Diamond shook his head.

The black trooper looked down at the woman. "Black," he said. "What the hell she doing out here?" Tinkham said, "I don't know. She don't live around here, though."

The black trooper looked at Tinkham for ten seconds, then he said, "No shit?"

Tinkham's face reddened. "Maybe she was selling watermelon," he said.

The black trooper smiled. Once. A smile that came on and went off. He looked down at the woman. "Junkie," he said.

The white trooper said, "Tracks?"

The black trooper nodded. "All up and down her right arm." The white trooper said to Newman, "You see the shooting?" "Yes," Newman said.

"Could you identify the killer?" "Yes," Newman said. "I'm sure I could."

CHAPTER 2.

It's like the Army, Newman thought. You go in one end of the process and it starts taking you along and you get numb and after a while you come out the other end. Honorable discharge. Or whatever. He sat at a gray metal table in the homicide squad room at state police headquarters on Commonwealth Avenue and looked at the pictures of criminals in large albums. He was still in warm-up pants and a white T-shirt that said Adidas across the front. He wore yellow Nike training shoes with a blue swoosh. The sweat that had been so lubricant two hours earlier had stiffened and chilled. He was hungry.
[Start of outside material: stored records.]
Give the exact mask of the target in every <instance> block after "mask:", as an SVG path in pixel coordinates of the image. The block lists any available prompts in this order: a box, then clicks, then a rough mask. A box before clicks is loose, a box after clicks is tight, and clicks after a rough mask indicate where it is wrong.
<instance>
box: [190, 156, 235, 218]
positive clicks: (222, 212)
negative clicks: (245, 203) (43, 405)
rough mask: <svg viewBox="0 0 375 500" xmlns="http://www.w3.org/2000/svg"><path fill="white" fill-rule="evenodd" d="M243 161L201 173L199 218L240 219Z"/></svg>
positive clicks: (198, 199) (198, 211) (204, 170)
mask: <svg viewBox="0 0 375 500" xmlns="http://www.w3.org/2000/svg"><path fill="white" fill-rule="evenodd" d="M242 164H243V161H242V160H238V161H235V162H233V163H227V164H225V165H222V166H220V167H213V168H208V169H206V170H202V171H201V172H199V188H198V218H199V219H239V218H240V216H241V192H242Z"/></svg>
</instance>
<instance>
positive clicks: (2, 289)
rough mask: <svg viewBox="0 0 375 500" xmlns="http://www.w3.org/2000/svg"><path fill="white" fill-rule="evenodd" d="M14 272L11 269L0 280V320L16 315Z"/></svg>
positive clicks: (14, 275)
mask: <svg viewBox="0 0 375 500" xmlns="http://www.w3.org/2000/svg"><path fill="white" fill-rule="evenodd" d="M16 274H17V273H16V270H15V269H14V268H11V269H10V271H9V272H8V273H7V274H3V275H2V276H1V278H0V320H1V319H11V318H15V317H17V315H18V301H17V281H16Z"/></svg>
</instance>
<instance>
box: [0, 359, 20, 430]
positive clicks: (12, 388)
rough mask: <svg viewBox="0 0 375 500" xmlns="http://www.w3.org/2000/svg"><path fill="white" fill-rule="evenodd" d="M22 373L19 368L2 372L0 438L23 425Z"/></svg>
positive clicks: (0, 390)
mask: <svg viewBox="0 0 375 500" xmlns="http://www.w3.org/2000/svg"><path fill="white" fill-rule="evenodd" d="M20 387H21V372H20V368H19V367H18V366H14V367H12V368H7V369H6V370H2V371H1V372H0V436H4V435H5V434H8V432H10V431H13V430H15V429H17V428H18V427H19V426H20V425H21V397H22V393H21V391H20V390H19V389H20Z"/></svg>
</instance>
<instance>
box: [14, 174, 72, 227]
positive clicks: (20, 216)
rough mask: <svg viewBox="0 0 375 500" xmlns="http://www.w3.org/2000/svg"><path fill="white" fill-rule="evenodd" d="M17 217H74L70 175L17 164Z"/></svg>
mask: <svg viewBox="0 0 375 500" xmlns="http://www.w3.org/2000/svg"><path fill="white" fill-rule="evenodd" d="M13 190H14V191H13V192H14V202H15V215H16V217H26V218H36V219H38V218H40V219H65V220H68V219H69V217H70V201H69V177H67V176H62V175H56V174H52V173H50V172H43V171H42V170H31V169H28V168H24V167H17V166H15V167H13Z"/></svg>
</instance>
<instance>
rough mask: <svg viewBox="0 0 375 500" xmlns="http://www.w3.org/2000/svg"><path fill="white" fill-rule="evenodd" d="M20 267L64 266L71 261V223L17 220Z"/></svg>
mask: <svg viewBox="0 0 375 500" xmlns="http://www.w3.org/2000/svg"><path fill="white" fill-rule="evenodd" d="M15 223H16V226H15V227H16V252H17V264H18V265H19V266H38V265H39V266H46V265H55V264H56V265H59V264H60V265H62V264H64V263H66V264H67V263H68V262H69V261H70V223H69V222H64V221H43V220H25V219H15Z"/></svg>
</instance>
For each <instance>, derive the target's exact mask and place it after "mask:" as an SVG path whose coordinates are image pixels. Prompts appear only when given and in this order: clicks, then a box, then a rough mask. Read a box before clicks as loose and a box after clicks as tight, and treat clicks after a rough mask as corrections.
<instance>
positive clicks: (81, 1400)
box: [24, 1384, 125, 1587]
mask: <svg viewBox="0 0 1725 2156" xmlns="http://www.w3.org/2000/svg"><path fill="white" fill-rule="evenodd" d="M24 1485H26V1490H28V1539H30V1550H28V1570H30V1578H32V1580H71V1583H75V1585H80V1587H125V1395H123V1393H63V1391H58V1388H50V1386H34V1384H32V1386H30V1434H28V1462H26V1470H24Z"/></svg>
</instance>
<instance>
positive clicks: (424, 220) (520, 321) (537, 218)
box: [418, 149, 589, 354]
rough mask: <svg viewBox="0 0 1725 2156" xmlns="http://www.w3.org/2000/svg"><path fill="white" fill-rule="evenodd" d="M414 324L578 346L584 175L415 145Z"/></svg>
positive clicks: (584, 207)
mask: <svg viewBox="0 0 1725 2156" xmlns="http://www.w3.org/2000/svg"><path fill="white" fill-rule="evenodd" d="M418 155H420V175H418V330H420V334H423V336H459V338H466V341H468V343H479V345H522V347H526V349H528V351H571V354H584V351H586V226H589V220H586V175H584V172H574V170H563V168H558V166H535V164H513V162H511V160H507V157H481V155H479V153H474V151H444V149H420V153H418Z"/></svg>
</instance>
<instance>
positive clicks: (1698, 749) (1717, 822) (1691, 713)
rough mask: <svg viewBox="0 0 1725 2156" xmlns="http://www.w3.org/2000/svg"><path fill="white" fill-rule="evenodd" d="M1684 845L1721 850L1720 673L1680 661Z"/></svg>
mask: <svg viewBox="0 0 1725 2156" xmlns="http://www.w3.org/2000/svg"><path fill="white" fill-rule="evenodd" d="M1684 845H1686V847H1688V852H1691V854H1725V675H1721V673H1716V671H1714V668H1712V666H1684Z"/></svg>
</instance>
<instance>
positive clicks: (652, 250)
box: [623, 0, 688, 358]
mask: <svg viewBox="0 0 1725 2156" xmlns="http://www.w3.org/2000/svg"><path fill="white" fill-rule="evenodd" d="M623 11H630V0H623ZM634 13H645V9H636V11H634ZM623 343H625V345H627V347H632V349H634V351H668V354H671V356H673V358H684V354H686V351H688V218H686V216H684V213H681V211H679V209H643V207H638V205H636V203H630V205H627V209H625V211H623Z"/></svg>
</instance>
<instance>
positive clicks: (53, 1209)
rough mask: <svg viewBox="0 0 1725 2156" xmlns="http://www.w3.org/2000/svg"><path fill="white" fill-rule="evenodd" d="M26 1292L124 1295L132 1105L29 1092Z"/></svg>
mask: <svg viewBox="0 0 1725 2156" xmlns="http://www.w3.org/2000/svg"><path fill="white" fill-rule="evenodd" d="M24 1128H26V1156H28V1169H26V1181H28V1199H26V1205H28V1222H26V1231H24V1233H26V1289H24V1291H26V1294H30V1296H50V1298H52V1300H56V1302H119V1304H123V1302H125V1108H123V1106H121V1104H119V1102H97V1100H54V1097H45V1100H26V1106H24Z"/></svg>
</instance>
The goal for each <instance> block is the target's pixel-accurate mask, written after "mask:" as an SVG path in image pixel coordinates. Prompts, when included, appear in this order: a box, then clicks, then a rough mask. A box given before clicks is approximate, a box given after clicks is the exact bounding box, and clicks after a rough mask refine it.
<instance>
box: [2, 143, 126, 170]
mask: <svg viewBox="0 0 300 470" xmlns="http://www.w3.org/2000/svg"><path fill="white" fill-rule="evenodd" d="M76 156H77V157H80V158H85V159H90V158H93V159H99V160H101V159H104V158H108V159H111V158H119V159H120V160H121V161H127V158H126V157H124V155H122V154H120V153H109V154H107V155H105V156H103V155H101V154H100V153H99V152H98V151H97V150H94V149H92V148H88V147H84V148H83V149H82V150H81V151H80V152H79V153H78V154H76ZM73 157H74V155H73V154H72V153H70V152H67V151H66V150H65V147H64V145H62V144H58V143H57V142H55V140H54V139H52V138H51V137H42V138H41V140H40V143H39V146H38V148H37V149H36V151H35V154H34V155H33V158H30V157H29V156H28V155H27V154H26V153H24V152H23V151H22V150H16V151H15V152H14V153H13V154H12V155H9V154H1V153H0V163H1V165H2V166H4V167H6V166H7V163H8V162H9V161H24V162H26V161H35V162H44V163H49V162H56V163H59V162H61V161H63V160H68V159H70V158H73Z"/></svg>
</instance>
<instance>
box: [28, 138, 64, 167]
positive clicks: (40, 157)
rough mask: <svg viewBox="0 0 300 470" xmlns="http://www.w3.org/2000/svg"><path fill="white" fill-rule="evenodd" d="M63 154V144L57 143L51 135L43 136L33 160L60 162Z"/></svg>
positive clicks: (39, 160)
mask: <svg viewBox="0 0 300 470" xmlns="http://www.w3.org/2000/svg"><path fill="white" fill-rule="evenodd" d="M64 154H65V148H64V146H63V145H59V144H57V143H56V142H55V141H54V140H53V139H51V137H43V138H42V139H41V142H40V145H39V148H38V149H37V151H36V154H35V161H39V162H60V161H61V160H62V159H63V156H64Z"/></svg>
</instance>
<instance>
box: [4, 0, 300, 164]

At 8:47 in the evening he saw the man. Profile and full face, staring at him. Hair slicked back, deep eye sockets. Adolph Karl, male, Caucasian, dob 7/15/30, aka Addie Kaye.

"This is him," Newman said.

A state police detective named Bobby Croft swung his feet down off the top of his desk and walked over. He looked at Karl's picture.

"Him?" Croft said. "Adolph Karl? Son of a bitch. You sure?"

Newman said, "Yes. That's him. I'm sure."